Personal information
- Full name: Geoff Robert Feehan
- Date of birth: 19 January 1935
- Date of death: 31 October 2022 (aged 87)
- Place of death: Adelaide, South Australia
- Original team(s): Wodonga, Elwood
- Height: 188 cm (6 ft 2 in)
- Weight: 83 kg (183 lb)

Playing career^{1}
- Years: Club / Games (Goals)
- 1957–1959: St Kilda / 44 (3)
- 1960–1963: Norwood / 56
- ^{1} Playing statistics correct to the end of 1963.

= Geoff Feehan =

Australian rules footballer (1935–2022)

Geoff Robert Feehan (19 January 1935 – 31 October 2022) was an Australian rules footballer who played with St Kilda in the Victorian Football League (VFL) and Norwood in the South Australian National Football League (SANFL).

Originally from Wodonga, where he won the club's 1955 best and fairest award, Feehan also played for Melbourne club Elwood before joining St Kilda. During his career, Feehan was mostly used either as a defender or ruckman. He played all 18 games for St Kilda in the 1957 VFL season and added another 26 over the next two years.
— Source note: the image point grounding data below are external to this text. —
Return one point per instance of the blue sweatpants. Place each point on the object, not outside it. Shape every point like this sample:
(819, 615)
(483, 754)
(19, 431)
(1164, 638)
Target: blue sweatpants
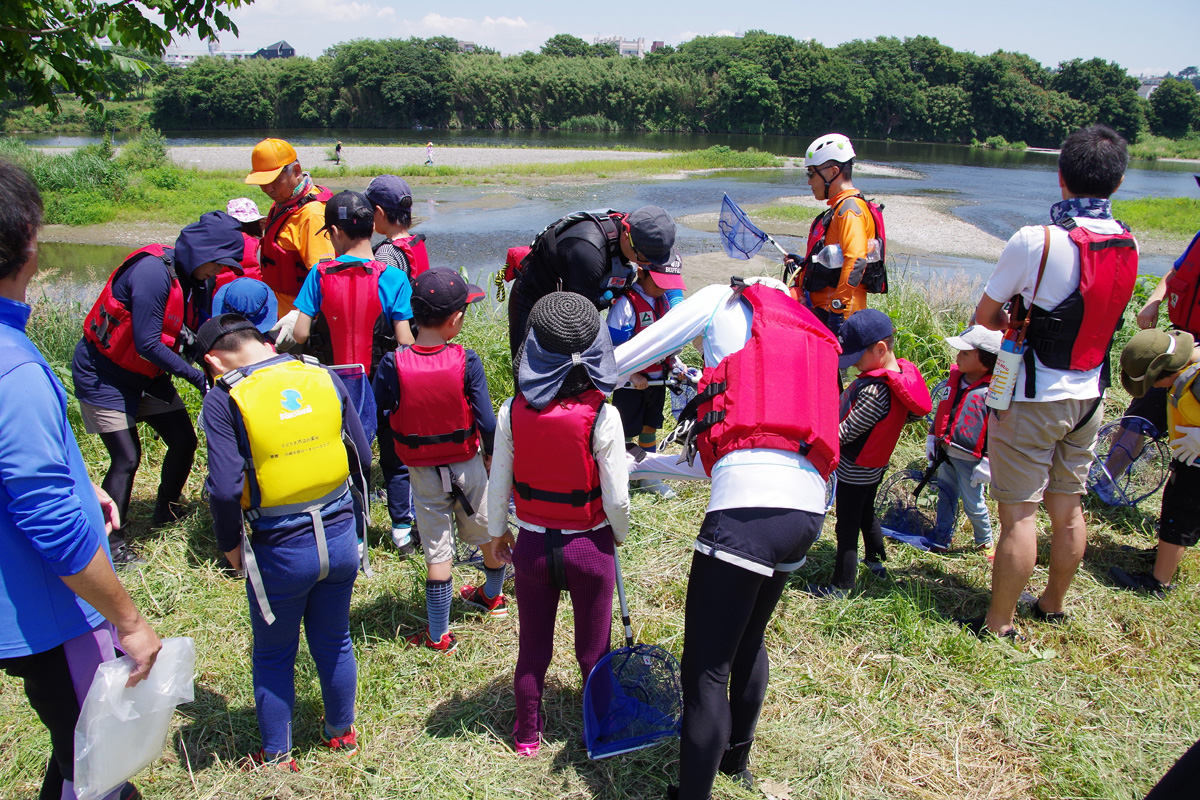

He joined Norwood in 1960, who also signed Alan Killigrew, his coach from St Kilda. In four seasons at Norwood, Feehan played in two SANFL grand finals. He was one of his club's best performers in the 1960 Grand Final, which they lost by five points to North Adelaide and again suffered disappointment in 1961 when West Adelaide were too strong.